Des plats gastronomiques à emporter ou à consommer sur place pour 6,95 €, vous en rêviez : Benjamin Pottier l'a fait ! L'enseigne s'appelle Foude. Objectif : allier rapidité et plats cuisinés. Ouvert le 10 mai place des Comtes-du-Maine, dans le centre-ville du Mans (Sarthe), Foude veut offrir une alternative aux traditionnels sandwichs et hamburgers.

Comme dans un fast-food classique, le client commande au comptoir auprès des hôtesses qui enregistrent son choix sur l'un des trois écrans tactiles, dont l'interface a été créée en interne. Et, nouveauté dédiée à la personne pressée : elle peut composer elle-même son menu sur un quatrième écran. à l'image des bornes SNCF.

Tandis que le convive choisit sa place, on s'affaire au sous-sol : « Il faut trente secondes pour composer un plateau-repas. Entre la prise de commande et la livraison, le client attendra trois à quatre minutes », estime Benjamin Pottier, jeune patron de l'agence de communication mancelle Mano, qui vient d'accoucher de Foude et a monté, pour l'occasion, la société Original Kitchen (lire page ci-contre).

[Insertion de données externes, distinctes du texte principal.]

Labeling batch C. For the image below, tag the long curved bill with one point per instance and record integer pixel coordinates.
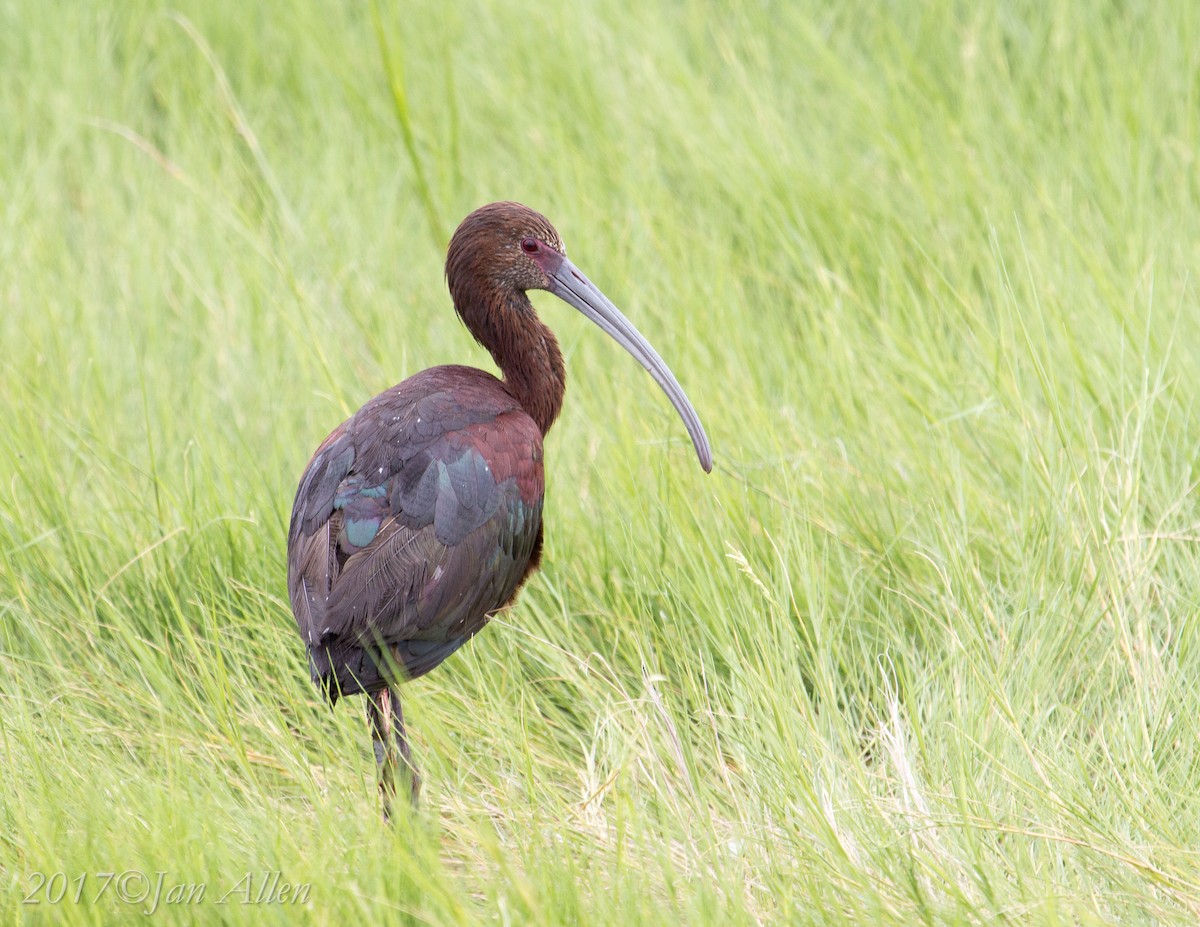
(569, 285)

Assis, le consommateur introduit son ticket dans un lecteur de code-barres. Parti de l'étage inférieur, le plateau remonte en salle, emprunte un convoyeur circulaire caché par la cloison et s'arrête à la table voulue.

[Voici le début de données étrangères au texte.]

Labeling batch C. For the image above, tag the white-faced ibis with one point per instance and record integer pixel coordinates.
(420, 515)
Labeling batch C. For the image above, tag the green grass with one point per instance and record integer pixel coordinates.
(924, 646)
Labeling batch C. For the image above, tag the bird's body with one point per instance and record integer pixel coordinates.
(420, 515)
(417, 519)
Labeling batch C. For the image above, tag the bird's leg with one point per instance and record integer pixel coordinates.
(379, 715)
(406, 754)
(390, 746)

Dans l'une des cinq ambiances, plutôt années 70, du restaurant, les uns préféreront les oeufs et leurs mini-banquettes ou les tables rondes pour quatre. Les autres opteront plutôt pour un tête-à-tête orange, la table pour six en bois, ou encore pour la table d'hôtes, seul espace non desservi par l'automatisme des plateaux. Voilà, rapidement dressée, la partie visible de l'iceberg.

 

Les créatifs passent à table

« Àl'origine, nous avions envie de créer une société de design ou d'architecture commerciale. Un projet évolutif et déclinable qui puisse utiliser nos recherches », raconte Benjamin Pottier. Et les créatifs sont passés à table. Dessinant des couverts, épurés, puis un kit de couverts détachables en plastique. De là, le concept de restauration s'est imposé. Durant deux ans, l'équipe l'a affiné : études de marché, recherche d'innovations, accueil de panels clients, faisabilité, automatisation... Il prendra corps avec le recrutement d'André Simon (conception gastronomie), de son fils Nicolas (qualité-hygiène-logistique) et de Patrick Joly (production), qui ont abandonné Le Domaine des Saveurs, un restaurant gastronomique mayennais qu'ils exploitaient depuis une douzaine d'années, pour se lancer dans la « Foude aventure ».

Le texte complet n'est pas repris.